Каким чудом удалось Алты выскочить из ревущего столба пламени? Невероятно! Значит, не такой уж он мальчишка, каким выглядел. Не струсил, не растерялся. Настоящий мужчина.

А может быть… Был Алты до сегодняшнего вечера мальчишкой, смотрел на мир и на людей такими широко открытыми глазами, что видел все и ничего не замечал. И был Алты — мужественный мужчина. Этого мы в нем не приметили за его детскостью и непосредственностью. Алты, который не сложил крылья души, когда у другого человека голова бы пошла кругом, когда другой заметался бы и наверняка погиб.

Заставить себя быть хладнокровным, мужественным в ревущем газовом пламени. И не только обрести хладнокровие, выдержку, но и проявить смекалку. Догадаться, сообразить — спуститься из огня по оттяжке на карабине страховочного пояса!

Если бы он просто кинулся вниз, то попал бы либо на крышу загоревшегося дизельного сарая, либо разбился об основание буровой. Да и не смог бы Алты отпрыгнуть так далеко, чтобы не угодить на стальные фермы трапециевидной вышки.

А ведь у него на раздумье оставалось несколько секунд… Каких секунд, долей секунды.

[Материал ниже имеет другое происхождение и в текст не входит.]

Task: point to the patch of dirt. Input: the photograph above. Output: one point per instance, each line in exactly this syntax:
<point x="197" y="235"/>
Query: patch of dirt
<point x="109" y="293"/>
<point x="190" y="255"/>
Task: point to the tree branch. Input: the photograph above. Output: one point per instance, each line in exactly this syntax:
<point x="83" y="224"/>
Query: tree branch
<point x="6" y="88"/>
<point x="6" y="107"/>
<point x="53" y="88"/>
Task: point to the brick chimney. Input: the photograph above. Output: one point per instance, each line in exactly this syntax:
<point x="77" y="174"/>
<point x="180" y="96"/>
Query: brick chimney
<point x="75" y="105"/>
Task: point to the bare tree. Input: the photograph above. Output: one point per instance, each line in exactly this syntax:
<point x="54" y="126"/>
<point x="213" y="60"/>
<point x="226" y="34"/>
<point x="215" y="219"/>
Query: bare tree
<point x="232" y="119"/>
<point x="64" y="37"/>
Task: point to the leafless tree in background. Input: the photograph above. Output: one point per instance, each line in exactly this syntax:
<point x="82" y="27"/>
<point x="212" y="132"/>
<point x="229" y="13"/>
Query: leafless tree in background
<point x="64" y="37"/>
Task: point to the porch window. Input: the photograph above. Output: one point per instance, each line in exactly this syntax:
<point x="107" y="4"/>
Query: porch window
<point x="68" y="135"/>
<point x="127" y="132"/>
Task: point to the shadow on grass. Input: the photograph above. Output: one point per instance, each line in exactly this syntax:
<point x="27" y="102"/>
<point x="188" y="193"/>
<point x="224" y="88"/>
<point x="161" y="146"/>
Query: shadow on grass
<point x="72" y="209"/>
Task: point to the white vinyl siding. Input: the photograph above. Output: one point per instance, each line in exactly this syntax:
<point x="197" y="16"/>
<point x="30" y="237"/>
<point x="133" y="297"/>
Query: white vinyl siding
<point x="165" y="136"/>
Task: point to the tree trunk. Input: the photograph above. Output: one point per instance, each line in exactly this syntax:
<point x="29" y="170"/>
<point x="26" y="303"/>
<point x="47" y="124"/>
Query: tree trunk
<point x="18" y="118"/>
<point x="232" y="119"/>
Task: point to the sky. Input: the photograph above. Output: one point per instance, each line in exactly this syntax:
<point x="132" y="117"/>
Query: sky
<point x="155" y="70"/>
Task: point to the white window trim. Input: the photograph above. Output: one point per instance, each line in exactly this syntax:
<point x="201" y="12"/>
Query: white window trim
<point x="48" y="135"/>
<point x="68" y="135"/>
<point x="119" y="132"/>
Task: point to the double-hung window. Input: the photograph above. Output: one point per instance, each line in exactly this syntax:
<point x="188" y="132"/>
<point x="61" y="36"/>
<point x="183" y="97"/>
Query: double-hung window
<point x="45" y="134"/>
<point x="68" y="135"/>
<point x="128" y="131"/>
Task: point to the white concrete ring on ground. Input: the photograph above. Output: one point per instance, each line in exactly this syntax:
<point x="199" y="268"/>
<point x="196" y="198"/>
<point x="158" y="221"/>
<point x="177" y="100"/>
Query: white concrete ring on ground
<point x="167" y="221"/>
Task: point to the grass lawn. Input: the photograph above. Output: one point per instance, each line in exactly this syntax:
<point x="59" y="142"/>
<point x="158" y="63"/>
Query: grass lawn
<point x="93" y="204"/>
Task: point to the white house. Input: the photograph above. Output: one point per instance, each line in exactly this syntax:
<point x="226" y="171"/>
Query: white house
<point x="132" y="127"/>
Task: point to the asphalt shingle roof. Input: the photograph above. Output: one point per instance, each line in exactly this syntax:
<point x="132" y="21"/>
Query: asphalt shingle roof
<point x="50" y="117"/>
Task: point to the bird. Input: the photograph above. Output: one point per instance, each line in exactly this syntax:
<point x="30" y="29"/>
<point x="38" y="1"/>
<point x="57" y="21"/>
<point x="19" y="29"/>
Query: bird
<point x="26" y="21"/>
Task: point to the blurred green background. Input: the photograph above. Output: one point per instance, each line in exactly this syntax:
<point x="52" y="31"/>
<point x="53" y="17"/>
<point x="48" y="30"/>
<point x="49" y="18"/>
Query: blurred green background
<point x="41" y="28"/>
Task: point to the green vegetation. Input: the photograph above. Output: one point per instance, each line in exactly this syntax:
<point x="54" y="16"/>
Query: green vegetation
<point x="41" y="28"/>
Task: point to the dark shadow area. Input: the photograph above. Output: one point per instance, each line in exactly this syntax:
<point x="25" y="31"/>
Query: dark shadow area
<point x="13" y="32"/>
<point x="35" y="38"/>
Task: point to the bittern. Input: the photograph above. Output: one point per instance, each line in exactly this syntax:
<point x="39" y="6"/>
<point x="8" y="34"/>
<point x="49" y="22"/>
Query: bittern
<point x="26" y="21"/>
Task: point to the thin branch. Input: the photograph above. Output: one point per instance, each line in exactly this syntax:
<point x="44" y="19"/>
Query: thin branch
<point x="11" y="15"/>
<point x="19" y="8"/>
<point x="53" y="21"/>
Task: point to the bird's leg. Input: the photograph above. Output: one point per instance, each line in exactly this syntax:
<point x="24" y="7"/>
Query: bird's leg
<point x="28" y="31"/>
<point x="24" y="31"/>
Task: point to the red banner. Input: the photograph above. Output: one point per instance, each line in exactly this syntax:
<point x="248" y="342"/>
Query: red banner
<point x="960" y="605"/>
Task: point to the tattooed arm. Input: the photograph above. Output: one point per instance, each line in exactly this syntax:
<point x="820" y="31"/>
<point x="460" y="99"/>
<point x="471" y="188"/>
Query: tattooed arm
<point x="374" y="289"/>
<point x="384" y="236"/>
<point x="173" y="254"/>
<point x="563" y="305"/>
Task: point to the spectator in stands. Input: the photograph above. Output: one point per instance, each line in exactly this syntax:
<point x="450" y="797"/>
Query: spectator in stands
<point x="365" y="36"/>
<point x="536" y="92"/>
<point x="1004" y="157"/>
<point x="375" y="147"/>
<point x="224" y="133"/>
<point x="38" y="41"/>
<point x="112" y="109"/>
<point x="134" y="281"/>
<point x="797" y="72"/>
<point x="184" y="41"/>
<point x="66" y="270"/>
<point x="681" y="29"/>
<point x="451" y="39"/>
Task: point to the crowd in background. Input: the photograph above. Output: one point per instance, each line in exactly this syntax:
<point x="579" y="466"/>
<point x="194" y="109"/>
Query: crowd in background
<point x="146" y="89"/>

Трудно было ожидать подобного от беспечного Алты. Он казался несмышленышем. Его не принимали всерьез. И как можно было думать нечто другое, глядя в его глаза, вобравшие весь мир и лишь отражавшие его.

Молодец, Алты!

Лишь бы ему выкарабкаться, выдержать, не сдаться теперь. Ведь у него ожог спины и отравление газом. Ожог страшный. Мухамед видел обгоревшую спину Алты. Видел и не мог не отвести взгляда.

А врач ходит и молчит.

Вот опять прошел…

Как должно быть тяжело Гюльнаре! Ведь в конце концов вся ответственность может пасть на нее.

Мухамед негромко пробормотал:

— Режим бурения во многом зависит от геологии месторождения.

Сказал и удивился, будто и мастер и все не знали этого. Может быть, Михалыч думал по-другому? Он любит Гюльнару и решил взять всю вину на себя? Что ж, если мастер так считает, то Мухамед не станет спорить и доказывать обратное. Возможно, он, Мухамед, поступил бы так же. Михалыч хороший человек. Разве Мухамед думал о нем когда-нибудь плохо? Нет. И не собирается. Никогда не подумает.